When we do cost-effectiveness estimates (e.g., “cost per life saved”) we consider all expenses from all sources, not just funding provided by GiveWell donors. For SCI, we count both drug and delivery costs, even when drugs are donated. (Generally, we try to count all donated goods and services at market value, i.e., the price the donor could have sold them for instead of donating them.) For AMF, we count net costs and distribution costs, even though AMF pays only for the former. In the case of VillageReach, we even count government costs of delivering vaccines, even though VillageReach works exclusively to improve the efficiency of the delivery system.

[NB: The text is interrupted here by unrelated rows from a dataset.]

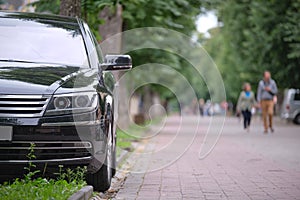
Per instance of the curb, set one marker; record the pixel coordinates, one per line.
(122, 157)
(84, 193)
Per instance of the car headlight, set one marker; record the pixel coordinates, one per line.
(72, 103)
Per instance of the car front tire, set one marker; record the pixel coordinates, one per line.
(101, 180)
(297, 119)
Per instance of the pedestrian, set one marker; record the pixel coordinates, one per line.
(245, 104)
(267, 90)
(201, 106)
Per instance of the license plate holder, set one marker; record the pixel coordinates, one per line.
(6, 133)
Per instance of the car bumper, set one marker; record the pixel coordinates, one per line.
(57, 140)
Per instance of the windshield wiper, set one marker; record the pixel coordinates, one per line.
(12, 60)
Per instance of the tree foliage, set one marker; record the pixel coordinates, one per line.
(255, 36)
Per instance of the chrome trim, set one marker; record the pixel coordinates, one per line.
(21, 103)
(22, 96)
(80, 123)
(15, 104)
(77, 145)
(21, 108)
(46, 161)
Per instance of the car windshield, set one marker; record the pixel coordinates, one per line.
(27, 40)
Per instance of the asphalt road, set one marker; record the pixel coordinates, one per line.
(180, 159)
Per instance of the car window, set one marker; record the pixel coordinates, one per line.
(39, 42)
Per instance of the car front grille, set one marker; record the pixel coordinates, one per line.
(23, 105)
(45, 151)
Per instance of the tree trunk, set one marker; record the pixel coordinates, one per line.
(70, 8)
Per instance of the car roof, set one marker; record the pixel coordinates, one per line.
(39, 17)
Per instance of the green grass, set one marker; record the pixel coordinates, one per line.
(40, 188)
(67, 183)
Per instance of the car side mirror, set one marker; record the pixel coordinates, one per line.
(116, 62)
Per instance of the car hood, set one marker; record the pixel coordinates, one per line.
(28, 78)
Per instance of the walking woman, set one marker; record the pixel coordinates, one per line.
(245, 103)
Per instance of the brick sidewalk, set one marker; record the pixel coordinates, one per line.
(239, 167)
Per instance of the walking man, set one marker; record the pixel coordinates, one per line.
(266, 91)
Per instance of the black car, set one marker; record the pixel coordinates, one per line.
(56, 96)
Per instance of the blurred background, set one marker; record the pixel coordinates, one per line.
(243, 37)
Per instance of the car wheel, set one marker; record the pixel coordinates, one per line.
(101, 180)
(297, 119)
(114, 162)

We consider this approach the simplest approach to dealing with the issues discussed here, and given our limited understanding of how “leverage” works, we believe that this approach minimizes the error in our estimates that might come from misreading the “leverage” situation. As our understanding of “leverage” improves, we may approach our cost-effectiveness estimates differently.

Comments

Leverage in charity — 2 Comments

  1. Can you comment on the seeming paradox between the high demand for demonstrated impact, but the severe lack of rigor of most of that demand? For example, Charity Navigator is a very popular website, and there are sources such as the Copenhagen Consensus that make cost-effectiveness estimates. And yet there are few (if any) organizations with the same level of rigor as GiveWell. Why is that?

  2. Michael, I’m not convinced that there is “high demand for demonstrated impact.” I’m unclear on the extent to which the Copenhagen Consensus influences funding or policymaking; certainly its priorities don’t seem to sync with those of the largest charities, for example. Charity Navigator is a popular but not overwhelmingly popular site. Overall, my sense is that the vast bulk of philanthropic dollars are not coming from people with high demand for demonstrated impact.